The Department of Health refused an interview but issued a statement saying that they "acknowledged that it has been clear since 1985 that the best results are achieved at specialist liver units".

It's not often you see campaigning journalism broadcast on a Friday night amid the garden makeovers, the carpet-bombing of American comedies and, on Britain's worst channel, programmes like Britain's Worst Pets (ITV). There were more pythons on display here. One of them slithered into his owner's loo in a top-floor flat and snaked down into the bathroom of a firm of surveyors on the ground floor. Another python ate his owner's dog. It's clear that the programme should have been called Britain's Worst Pet Owners. How stupid do you have to be to put a large snake in a room with another lunch-sized animal? The python then nearly crushed its owner to death. "I think he was just trying to give me a shock," she said.

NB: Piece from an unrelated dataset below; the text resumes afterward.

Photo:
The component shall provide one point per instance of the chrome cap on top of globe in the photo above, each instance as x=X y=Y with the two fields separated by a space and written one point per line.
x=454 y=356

But most of Britain's worst pet owners have dogs. One had fed her Pomeranian to four times its natural body weight. The only thing it will now cross the room for is food. It is taken for walks in a pushchair. Apparently, the average annual expenditure on a dog is pounds 4,000. Most of these owners would have used the money more wisely on a shrink, especially the woman who spends a further pounds 3,000 a time getting her dogs stuffed. "I can assure you that I am not eccentric," she said, as she tucked her dead dogs into their display cabinet for the night. Her dogs were no longer barking, but she was.